Female bush Karoo rats are solitary but don't move far away from their lodges. Males don't seem to have defined home ranges but roam over large areas, searching for females. Males grow much faster than females and get 10-20% bigger than females. All of this comes at a cost: they don't live that long but disappear much sooner from the population than females.
use of mini Gps
GPS collars have been used on many large mammals, but Lindelani Makuya is the first to use them on small mammals of only 100g body mass. Using these collars, she measures daily range sizes. By putting mini-GPS on several bush Karoo rats the same day, she studies how daily ranges overlap in space and time. A first paper validating the method has been published in 2023.

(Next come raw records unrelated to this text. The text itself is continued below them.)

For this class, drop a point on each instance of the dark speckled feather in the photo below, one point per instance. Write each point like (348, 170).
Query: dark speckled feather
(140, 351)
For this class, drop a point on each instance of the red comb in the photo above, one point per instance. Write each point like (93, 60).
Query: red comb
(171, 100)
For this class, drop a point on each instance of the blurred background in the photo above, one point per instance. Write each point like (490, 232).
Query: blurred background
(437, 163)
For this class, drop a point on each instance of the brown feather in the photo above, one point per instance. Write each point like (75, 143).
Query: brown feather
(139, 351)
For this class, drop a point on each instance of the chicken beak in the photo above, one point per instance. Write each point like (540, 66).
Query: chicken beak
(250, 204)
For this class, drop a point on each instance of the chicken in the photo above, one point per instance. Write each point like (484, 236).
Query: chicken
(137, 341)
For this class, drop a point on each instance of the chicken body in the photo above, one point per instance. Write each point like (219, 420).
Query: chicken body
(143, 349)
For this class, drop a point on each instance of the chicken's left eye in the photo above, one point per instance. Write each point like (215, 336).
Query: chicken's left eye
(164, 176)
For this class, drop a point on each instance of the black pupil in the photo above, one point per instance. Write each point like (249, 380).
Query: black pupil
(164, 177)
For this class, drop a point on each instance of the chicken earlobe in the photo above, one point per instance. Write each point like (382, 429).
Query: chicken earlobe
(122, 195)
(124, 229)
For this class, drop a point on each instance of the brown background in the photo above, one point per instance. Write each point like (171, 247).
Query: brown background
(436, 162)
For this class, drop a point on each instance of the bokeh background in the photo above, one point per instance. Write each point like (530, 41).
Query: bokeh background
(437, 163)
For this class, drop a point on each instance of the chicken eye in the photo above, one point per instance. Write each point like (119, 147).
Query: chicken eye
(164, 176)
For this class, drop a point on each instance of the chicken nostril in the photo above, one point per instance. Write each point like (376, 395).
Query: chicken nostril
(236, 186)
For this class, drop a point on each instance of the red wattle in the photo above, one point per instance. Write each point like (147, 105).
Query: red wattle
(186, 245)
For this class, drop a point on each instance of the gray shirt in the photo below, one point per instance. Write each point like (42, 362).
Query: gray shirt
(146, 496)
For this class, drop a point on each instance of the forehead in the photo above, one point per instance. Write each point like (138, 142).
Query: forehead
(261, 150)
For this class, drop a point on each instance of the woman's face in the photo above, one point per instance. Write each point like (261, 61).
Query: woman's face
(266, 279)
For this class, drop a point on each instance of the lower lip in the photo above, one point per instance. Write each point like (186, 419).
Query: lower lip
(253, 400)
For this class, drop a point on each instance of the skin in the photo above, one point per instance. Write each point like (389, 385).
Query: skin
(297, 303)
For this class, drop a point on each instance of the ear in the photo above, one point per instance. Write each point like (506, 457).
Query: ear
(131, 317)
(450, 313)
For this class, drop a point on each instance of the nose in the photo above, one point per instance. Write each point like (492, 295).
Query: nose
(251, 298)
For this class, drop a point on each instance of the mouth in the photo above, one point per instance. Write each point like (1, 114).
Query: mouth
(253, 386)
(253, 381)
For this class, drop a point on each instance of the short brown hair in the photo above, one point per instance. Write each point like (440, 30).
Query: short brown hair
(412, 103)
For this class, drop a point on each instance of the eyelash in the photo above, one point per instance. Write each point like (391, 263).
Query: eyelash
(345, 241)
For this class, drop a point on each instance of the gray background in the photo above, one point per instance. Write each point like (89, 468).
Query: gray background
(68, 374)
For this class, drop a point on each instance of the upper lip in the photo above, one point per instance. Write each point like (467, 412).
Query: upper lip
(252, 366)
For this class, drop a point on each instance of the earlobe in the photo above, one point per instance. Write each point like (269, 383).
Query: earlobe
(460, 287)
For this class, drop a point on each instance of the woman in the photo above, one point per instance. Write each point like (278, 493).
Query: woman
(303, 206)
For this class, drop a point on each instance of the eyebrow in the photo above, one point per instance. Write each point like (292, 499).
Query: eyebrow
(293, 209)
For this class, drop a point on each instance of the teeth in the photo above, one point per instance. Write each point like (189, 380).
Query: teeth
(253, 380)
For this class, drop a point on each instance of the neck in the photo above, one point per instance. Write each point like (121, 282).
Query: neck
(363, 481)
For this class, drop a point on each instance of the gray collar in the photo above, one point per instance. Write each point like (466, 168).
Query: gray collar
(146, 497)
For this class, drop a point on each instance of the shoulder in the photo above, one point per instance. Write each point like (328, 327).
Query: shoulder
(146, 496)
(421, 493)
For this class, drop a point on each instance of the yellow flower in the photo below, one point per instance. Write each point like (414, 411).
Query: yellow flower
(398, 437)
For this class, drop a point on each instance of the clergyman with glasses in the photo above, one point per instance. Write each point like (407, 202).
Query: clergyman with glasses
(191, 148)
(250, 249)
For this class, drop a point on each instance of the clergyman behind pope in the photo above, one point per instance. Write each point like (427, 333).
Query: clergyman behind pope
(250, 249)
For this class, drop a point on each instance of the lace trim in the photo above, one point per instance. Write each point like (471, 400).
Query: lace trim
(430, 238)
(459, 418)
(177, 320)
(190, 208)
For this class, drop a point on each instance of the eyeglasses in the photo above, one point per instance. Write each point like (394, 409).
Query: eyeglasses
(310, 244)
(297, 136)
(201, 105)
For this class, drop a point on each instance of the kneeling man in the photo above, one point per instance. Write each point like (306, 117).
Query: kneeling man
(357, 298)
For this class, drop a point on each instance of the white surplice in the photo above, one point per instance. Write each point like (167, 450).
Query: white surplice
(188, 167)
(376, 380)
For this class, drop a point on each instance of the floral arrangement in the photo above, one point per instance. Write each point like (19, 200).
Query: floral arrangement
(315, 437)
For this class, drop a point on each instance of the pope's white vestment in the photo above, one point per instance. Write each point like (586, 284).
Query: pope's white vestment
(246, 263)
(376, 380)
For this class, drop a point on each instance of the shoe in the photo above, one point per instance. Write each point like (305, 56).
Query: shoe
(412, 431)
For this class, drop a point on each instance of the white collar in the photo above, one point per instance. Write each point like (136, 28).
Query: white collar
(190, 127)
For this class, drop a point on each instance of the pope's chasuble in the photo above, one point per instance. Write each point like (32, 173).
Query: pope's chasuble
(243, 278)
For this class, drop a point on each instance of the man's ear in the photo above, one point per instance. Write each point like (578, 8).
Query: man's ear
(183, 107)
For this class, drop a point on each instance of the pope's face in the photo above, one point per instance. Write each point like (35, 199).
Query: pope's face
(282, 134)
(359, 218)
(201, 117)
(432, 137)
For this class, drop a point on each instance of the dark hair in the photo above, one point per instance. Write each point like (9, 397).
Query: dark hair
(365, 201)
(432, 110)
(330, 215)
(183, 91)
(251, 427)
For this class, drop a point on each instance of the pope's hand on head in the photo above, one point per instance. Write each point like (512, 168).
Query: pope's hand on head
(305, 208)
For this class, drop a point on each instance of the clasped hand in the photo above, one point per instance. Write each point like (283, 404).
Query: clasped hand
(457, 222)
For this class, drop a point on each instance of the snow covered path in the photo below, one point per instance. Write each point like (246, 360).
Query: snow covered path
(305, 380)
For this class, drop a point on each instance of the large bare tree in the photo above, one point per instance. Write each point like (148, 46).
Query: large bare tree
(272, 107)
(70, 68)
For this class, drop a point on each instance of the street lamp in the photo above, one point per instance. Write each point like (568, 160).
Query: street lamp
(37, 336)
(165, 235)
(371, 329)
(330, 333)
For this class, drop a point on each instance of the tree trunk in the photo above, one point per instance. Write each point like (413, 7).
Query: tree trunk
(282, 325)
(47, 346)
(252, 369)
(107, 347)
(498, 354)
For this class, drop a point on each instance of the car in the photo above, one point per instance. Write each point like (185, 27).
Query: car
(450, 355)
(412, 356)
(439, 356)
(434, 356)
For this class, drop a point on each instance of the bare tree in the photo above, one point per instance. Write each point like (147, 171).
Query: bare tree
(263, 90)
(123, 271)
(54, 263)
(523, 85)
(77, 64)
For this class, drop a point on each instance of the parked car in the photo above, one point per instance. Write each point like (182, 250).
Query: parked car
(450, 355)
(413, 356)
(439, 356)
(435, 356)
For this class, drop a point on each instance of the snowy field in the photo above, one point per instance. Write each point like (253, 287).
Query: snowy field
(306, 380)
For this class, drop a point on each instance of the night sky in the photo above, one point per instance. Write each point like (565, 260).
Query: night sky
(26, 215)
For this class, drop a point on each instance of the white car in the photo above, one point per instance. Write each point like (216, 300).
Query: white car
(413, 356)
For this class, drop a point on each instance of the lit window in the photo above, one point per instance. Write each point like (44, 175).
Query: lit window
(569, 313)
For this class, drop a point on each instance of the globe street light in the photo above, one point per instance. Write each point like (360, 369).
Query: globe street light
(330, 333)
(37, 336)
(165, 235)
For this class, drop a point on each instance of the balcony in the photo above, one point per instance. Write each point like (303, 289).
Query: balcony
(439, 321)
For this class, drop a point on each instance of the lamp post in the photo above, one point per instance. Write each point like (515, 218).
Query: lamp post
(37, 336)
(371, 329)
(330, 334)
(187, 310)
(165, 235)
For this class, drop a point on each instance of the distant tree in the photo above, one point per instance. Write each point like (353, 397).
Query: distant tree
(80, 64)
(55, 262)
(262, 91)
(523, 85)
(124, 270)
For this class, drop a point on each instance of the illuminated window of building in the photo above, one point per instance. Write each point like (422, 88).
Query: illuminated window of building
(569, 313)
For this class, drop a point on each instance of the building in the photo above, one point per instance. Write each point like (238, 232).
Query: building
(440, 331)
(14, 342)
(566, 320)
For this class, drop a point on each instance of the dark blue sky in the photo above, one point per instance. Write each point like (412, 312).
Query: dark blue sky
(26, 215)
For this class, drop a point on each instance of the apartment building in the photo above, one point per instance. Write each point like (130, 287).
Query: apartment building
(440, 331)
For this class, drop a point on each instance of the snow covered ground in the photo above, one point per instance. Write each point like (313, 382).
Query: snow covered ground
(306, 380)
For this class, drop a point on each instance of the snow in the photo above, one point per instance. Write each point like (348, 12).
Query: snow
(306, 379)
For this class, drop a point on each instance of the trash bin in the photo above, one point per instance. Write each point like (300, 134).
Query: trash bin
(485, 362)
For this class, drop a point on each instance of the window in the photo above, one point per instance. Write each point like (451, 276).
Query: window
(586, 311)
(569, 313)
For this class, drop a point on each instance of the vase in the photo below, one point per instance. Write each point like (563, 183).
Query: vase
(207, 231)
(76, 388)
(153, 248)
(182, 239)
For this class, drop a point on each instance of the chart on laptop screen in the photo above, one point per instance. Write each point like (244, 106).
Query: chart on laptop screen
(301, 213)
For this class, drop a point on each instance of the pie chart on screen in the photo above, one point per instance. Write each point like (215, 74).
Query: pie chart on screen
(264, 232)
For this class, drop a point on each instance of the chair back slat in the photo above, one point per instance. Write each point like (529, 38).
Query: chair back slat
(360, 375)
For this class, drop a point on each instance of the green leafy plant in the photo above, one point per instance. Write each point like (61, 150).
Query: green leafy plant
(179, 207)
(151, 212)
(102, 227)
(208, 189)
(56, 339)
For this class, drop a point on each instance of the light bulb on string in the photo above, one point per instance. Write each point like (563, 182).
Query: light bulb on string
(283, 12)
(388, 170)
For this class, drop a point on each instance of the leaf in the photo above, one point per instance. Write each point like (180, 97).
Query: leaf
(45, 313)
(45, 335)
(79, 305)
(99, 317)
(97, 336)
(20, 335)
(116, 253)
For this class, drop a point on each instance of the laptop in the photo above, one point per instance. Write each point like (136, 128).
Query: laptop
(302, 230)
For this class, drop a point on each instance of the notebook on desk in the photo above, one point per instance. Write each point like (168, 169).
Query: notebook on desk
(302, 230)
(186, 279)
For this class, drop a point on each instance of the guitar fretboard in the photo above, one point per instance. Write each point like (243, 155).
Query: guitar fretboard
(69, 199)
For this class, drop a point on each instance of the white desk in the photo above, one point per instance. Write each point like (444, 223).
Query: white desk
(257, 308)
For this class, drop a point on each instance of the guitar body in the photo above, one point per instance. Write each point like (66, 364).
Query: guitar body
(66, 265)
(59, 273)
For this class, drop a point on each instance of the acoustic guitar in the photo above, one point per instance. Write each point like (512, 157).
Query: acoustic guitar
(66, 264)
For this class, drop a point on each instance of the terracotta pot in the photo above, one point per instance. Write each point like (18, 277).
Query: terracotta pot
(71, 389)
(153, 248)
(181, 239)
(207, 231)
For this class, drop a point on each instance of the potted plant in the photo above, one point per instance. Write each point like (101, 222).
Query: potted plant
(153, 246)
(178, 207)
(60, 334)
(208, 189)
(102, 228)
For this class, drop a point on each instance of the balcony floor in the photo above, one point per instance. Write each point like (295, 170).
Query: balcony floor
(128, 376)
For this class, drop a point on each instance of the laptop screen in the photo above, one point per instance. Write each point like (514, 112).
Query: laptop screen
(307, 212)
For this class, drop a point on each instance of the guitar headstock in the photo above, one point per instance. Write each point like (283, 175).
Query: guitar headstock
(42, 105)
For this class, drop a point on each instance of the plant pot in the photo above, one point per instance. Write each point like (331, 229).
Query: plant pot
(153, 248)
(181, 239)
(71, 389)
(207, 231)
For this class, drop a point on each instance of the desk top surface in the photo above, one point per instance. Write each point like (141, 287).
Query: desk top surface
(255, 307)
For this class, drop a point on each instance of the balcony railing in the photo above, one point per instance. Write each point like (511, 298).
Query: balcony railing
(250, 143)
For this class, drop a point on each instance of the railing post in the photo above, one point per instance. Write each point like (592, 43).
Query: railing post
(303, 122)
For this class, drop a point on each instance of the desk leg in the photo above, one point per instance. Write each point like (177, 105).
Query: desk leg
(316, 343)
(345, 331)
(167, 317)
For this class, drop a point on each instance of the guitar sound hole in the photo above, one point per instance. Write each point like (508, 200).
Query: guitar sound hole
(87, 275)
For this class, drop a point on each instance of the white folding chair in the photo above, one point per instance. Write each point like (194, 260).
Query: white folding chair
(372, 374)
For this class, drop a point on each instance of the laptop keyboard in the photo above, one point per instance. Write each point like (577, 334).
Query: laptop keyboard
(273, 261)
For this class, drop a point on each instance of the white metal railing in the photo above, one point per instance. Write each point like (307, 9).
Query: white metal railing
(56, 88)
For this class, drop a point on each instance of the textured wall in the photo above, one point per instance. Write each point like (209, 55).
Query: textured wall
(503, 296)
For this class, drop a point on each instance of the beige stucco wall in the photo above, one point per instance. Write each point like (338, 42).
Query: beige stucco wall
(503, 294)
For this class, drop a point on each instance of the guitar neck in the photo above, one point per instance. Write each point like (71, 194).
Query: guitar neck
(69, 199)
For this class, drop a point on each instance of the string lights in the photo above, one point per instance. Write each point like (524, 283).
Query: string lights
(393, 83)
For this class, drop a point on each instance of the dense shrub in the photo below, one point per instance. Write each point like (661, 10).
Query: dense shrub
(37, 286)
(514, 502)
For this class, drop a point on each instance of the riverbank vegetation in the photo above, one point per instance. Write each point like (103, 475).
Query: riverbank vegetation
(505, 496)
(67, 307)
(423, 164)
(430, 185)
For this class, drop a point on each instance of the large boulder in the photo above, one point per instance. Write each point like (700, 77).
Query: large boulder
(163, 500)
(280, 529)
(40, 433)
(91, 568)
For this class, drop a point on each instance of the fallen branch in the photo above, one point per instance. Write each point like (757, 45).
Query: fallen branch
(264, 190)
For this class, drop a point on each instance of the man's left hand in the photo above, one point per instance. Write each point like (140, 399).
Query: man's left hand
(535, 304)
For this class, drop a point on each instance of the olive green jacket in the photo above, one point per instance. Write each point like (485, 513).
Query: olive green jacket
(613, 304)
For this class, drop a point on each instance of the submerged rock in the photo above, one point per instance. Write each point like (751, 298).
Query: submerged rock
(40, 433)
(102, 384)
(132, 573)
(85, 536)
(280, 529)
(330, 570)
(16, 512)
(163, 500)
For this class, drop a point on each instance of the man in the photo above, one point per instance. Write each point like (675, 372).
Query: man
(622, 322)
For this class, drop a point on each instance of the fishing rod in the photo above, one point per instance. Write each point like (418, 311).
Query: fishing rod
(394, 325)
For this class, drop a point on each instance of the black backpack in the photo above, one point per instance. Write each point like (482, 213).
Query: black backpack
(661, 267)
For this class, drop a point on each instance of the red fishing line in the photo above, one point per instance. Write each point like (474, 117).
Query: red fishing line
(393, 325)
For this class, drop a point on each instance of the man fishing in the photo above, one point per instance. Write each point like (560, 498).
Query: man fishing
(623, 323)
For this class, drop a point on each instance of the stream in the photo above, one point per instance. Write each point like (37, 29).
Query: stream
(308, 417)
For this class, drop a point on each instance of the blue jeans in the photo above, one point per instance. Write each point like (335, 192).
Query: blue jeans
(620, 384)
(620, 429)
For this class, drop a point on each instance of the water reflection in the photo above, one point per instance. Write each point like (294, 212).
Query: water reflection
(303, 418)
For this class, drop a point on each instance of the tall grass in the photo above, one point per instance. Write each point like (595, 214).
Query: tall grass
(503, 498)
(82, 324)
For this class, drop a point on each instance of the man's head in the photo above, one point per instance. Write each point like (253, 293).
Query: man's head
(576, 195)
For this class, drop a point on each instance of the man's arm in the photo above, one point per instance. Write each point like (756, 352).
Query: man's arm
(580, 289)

The bush Karoo rat (Otomys unisulcatus) is a diurnal rodent from southern Africa with an adult body mass of 70-180g. Living in an open habitat and being easily habituated to observers, it can be easily observed directly in the field.
It is famous for its huge stick lodges it builds for protection against predators, heat and cold. These stick lodges can be 1.5m high and 2-3m broad, and decades old. A stick lodge can be used by at least 20 generations of bush Karoo rats, maybe more than one hundred.
The bush Karoo rat is a solitary central place forager. Being a strict herbivore, it forages from its lodge collecting food plants, always returning to its lodge. Though the home range of one bush Karoo rat can contain several lodges, connected by runways.
It’s an annual species: every year, a new generation of bush Karoo rats is born in spring (August-November), which has to survive the coming dry and food restricted summer and cold wet winter, before breeding the next spring. Food availability during the dry season differs dramatically for different generations.
The vast majority of bush Karoo rats lives solitarily, but small groups are also observed, most often two siblings sharing a nest, or 2-4 closely related females, i.e. a mother and her adult daughters from different litters. It is not aggressive at all, and territorial disputes between bush Karoo rats are rarely observed. In contrast, we often observe bush Karoo rats chasing away the smaller but more abundant striped mice from their lodges. Striped mice love to nest in abandoned bush Karoo rat lodges!